There are individual private investors, though, including many 1031 investors, who are looking for smaller medical office properties that might not be located on or near a hospital campus. And in good news for these investors, there are more of these medical offices opening across the Twin Cities region.

That’s because many patients today are receiving medical care, even surgeries, in outpatient facilities. Patients like the convenience of these medical spaces that are often located in retail strip centers. And because demand for these outpatient centers is on the rise, developers are building more of them while owners are more likely to accept switching a vacant office or retail space into one filled by a healthcare provider.

“There will always be clinics and smaller properties that will be available,” Suarez said. “Typically, they are not of the scale or size that larger institutional investors are willing or want to look at, the 10,000-square-foot to 20,000-square-foot buildings with one to three tenants. These might be attractive to a local or regional investor or a 1031 investor versus a 150,000-square-foot or 200,000-square-foot property that has more infrastructure and higher costs.”

But the challenge for smaller and larger investors in the Twin Cities remains the same: There just aren’t that many medical office properties for sale now.

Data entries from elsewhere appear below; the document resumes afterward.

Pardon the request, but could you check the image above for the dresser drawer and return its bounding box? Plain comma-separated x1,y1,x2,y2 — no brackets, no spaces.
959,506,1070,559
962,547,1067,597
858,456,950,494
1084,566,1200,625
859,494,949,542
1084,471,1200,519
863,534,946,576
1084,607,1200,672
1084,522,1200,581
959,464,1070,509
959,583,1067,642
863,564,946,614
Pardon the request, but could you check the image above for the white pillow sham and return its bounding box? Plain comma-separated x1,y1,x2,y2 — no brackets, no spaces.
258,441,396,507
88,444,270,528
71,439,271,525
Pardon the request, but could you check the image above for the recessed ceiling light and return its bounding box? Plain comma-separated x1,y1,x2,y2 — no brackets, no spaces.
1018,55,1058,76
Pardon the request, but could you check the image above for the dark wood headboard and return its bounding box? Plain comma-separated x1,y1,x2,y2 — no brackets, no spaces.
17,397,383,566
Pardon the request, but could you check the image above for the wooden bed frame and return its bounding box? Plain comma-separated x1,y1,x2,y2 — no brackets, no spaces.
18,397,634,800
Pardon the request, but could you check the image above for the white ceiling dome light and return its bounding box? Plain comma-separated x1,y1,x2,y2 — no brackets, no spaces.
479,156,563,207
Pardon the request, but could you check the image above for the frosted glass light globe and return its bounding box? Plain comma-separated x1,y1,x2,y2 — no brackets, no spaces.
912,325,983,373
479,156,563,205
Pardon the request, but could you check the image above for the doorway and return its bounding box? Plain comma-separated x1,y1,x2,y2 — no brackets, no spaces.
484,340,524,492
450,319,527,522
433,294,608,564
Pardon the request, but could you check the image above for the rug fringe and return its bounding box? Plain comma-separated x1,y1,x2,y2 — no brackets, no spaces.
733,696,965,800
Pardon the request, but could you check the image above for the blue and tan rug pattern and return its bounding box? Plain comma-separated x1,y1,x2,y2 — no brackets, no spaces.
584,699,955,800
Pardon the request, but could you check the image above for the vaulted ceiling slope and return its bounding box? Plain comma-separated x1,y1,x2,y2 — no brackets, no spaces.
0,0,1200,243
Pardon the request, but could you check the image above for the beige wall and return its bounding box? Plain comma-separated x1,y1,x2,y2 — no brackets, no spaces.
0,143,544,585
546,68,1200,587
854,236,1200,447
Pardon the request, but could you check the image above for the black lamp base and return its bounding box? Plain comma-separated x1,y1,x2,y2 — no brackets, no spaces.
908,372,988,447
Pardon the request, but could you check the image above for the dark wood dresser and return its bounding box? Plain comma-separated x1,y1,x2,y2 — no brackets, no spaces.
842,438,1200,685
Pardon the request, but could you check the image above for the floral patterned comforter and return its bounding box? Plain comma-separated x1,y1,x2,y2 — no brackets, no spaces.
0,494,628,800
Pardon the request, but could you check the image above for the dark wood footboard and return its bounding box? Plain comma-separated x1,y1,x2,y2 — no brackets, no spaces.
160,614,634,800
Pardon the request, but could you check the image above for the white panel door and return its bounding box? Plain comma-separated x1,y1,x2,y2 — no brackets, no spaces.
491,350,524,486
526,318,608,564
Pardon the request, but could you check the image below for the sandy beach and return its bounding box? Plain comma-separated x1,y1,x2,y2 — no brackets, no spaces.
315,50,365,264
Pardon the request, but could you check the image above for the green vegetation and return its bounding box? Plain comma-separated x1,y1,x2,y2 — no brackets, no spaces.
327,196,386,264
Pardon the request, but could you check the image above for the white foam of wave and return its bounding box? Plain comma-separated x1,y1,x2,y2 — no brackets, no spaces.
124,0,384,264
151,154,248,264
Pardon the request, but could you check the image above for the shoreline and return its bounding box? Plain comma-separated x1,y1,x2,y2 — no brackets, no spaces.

“The people who own these properties are typically long-term holds,” Suarez said. “If they sell on the larger side, it is usually one REIT selling to another REIT or changing up a portion of their portfolio or adding to it.”

Waiting for certainty

What will inspire owners to put more medical office space on the market? And what will inspire buyers to return to the market to purchase these properties?

Suarez says that it comes down to certainty: Investors and owners are waiting to see some certainty when it comes to interest rates.

“People want clarity on what the new normal will be from an interest rate perspective,” Suarez said. “It might still take some time to get the buyers and sellers on the same page when it comes to the valuation of medical properties.”

Then there are labor issues, specifically on the medical providers’ side. Suarez said that medical groups aren’t as willing to expand today because so many of them are struggling to find enough healthcare workers.

They can’t open their new offices, treatment centers or ambulatory care centers because they can’t find enough workers to staff these new facilities. That, Suarez says, has slowed the amount of new medical office space and healthcare facilities that are opening in the Twin Cities market.

One trend that is boosting the amount of healthcare space in the Twin Cities, though, is the conversion of empty office and retail space into medical uses. Suarez said that this trend will continue, but did say that the space being converted has to meet certain requirements to work for healthcare use.

“You can’t put a neurologist next to a nail salon,” he said. “The space has to be well-positioned. There might not be enough windows. The parking might not work. You might run into infrastructure issues. A building might not have the right HVAC, electrical system, plumbing or weight load. If you try to put an MRI machine on the second floor of an office building and it’s not designed for that, you could face challenges.”

Then there is the equipment that developers and healthcare providers need in their spaces. They might need to upgrade their electrical systems. Getting the switch gear necessary for that could take up to a year today. This, too, is holding back both new medical office projects and conversions.

“The conversions are certainly happening today,” Suarez said. “But you can’t convert any space. It has to be the right space.”